2016 to 2020 State governments like Punjab, UP, Karnataka etc., have announced various loan waivers for state farmers due to tremendous pressure from farmer lobbies.

Arguments in Favor

  • Economic Survey 2020 opined that peasant borrowers suffer from a problem of “debt overhang”. It refers to a situation where the borrower’s current income is used up in repaying the accumulated debt, leaving little incentive to invest either in physical or human capital. Debt waiver can clean up the borrowers’ balance sheet and is likely to lead to new investments and an increase in demand as disposable income in the hands of farmers will increase. 
  • Industrialists are given significant cuts in case the Industrial sector faces stress. Hence, farmers should also be given a cut on loans when the agriculture sector faces stress. The agriculture sector has been facing tremendous pressure since demonetization due to a decrease in demand and a rapid fall in the prices of agricultural commodities.  
  • Farm Waiver can help to solve the issue of farmer suicides due to their inability to pay loans.

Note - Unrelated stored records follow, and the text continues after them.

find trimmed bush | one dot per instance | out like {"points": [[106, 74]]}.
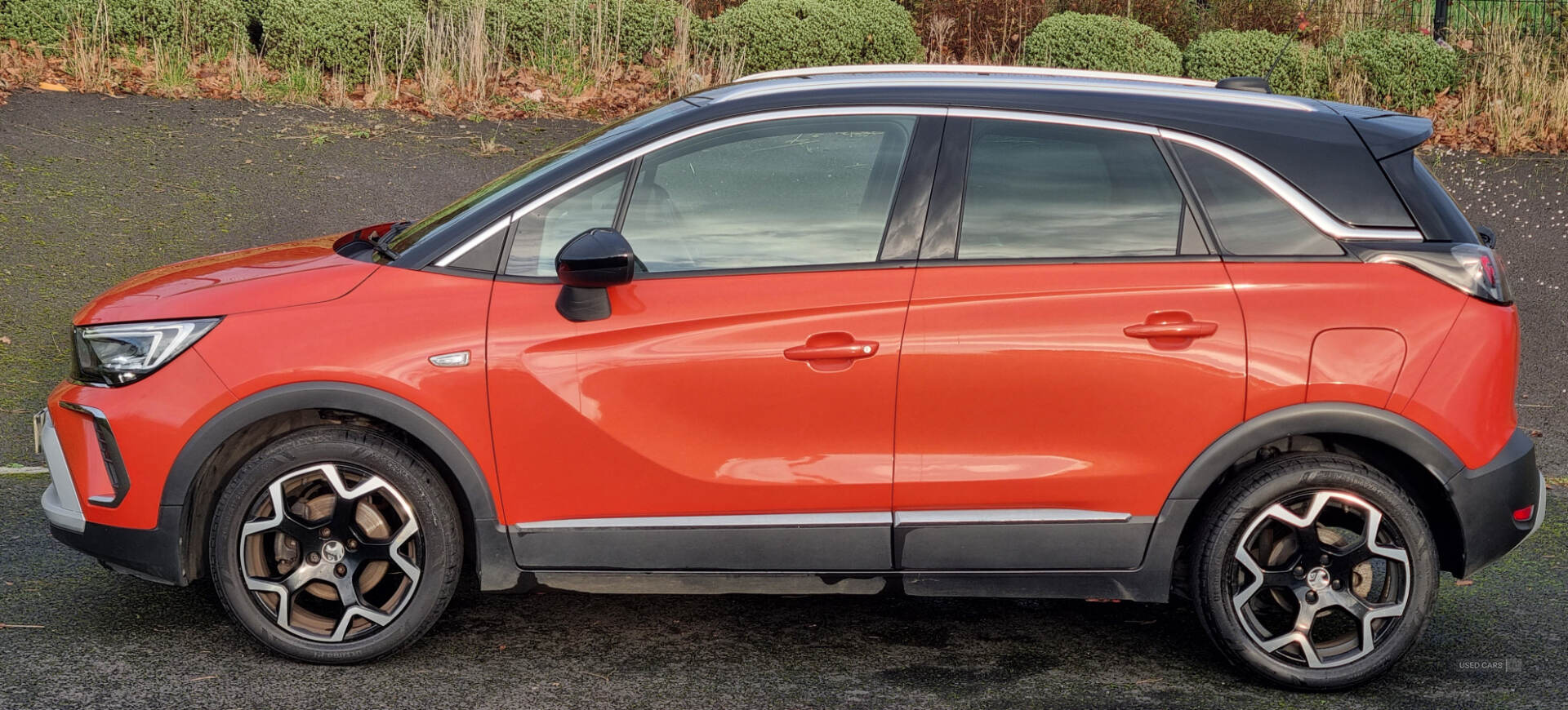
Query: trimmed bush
{"points": [[1302, 69], [214, 24], [1404, 69], [794, 33], [1176, 20], [336, 35], [1097, 41], [1276, 16], [255, 10]]}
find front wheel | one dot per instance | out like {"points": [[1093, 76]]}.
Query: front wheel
{"points": [[336, 544], [1314, 571]]}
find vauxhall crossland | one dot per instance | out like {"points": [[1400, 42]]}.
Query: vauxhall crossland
{"points": [[951, 331]]}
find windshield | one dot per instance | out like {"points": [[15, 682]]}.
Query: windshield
{"points": [[502, 185]]}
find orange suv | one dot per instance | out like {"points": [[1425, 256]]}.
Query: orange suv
{"points": [[951, 331]]}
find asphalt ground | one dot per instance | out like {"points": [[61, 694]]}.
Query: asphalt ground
{"points": [[95, 190]]}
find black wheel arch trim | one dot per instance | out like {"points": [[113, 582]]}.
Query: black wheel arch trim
{"points": [[491, 553], [1321, 417]]}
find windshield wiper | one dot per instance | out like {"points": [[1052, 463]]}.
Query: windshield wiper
{"points": [[376, 242]]}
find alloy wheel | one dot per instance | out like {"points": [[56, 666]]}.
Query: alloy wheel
{"points": [[332, 552], [1319, 579]]}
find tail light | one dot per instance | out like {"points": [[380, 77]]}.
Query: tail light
{"points": [[1471, 268]]}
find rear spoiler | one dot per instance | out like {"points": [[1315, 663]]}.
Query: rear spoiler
{"points": [[1385, 132]]}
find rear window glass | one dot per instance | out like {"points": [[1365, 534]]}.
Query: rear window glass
{"points": [[1247, 218]]}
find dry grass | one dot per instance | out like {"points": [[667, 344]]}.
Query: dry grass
{"points": [[1515, 98]]}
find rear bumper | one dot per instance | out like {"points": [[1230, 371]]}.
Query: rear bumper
{"points": [[1487, 497]]}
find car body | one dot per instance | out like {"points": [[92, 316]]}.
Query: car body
{"points": [[814, 383]]}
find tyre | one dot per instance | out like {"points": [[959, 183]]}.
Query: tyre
{"points": [[336, 544], [1314, 571]]}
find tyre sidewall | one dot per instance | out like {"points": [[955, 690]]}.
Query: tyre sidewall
{"points": [[399, 466], [1271, 483]]}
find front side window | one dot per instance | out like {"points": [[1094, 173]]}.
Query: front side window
{"points": [[1247, 218], [543, 231], [1067, 192], [780, 193]]}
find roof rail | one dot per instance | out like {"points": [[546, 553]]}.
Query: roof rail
{"points": [[1027, 71], [744, 90]]}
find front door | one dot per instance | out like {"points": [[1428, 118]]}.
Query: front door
{"points": [[1065, 359], [736, 410]]}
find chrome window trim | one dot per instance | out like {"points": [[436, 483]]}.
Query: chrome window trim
{"points": [[1300, 202], [1026, 71], [1053, 118], [1067, 83], [501, 226], [1005, 516], [637, 153]]}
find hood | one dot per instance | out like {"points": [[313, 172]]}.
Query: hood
{"points": [[274, 276]]}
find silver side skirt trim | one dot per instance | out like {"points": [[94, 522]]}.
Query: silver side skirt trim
{"points": [[767, 521], [1005, 516], [830, 519]]}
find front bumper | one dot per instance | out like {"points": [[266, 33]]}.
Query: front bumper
{"points": [[1487, 497], [148, 553], [60, 499]]}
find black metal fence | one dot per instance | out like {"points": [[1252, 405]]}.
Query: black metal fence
{"points": [[1457, 18]]}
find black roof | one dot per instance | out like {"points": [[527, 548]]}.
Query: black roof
{"points": [[1313, 144], [1329, 151]]}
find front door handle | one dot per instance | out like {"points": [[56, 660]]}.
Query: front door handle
{"points": [[1172, 330], [831, 352]]}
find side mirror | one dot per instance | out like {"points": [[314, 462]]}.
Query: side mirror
{"points": [[1487, 237], [587, 265]]}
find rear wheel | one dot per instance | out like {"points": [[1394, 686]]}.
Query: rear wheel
{"points": [[336, 544], [1314, 571]]}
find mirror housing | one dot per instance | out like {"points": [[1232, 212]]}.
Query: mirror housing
{"points": [[588, 265], [595, 259]]}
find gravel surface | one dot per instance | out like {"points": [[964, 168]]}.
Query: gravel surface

Problems with Loan Waivers

Farm Loan Waivers
  1. Loan Waivers create a moral hazard for borrowers, who have no incentive to stick to credit discipline. Economic Survey (2020) noted that the 2008 waiver by the Government of India led to increased loan defaults on future loans. Economic Survey (2020) was of the view that waiver helps only when the beneficiaries are genuinely distressed but fuels even greater default when relief is not made conditional to genuine distress.
  2. It adversely impacts the banking sector’s health, especially when they are suffering their huge NPA problem.
  3. Schemes are prone to serious exclusion and inclusion errors. Loans from non-institutional sources ( 44%) are not covered. 
  4. It could lead states to violate their FRBM targets. E.g., the UP waiver cost the government ₹ 36,000 crores. In Punjab, Loan Waiver constitute 0.83% of GSDP (Punjab Budget 2018).
  5. Crowding out impact: Farm waivers could squeeze out private spending by firms.  
  6. Domino Effect: Farm waiver by one state forces other states to imitate this, opening the Pandora Box. 
  7. Due to farm waivers, the government fails to develop the agricultural infrastructure. For example, in 2016-17 alone, a cumulative sum of Rs 3.1 lakh crore was given as loan waivers in India, an amount that could have increased India’s irrigation potential by 55%.
  8. The farmer who will get a farm waiver will become non-creditworthy in the eyes of the bank. 

Way forward

By giving loan waivers, Governments are just trying to correct the symptoms of the crisis without paying serious attention to the root cause of the underlying crisis. The best way out can be 

  1. Implementation of Swaminathan Report.
  2. Encourage livestock to supplement their income.   
  3. Promote Pradhan Mantri Fasal Bima Yojana to create a safety net in crop loss.
  4. Increase the resilience of Indian agriculture by building irrigation infrastructure.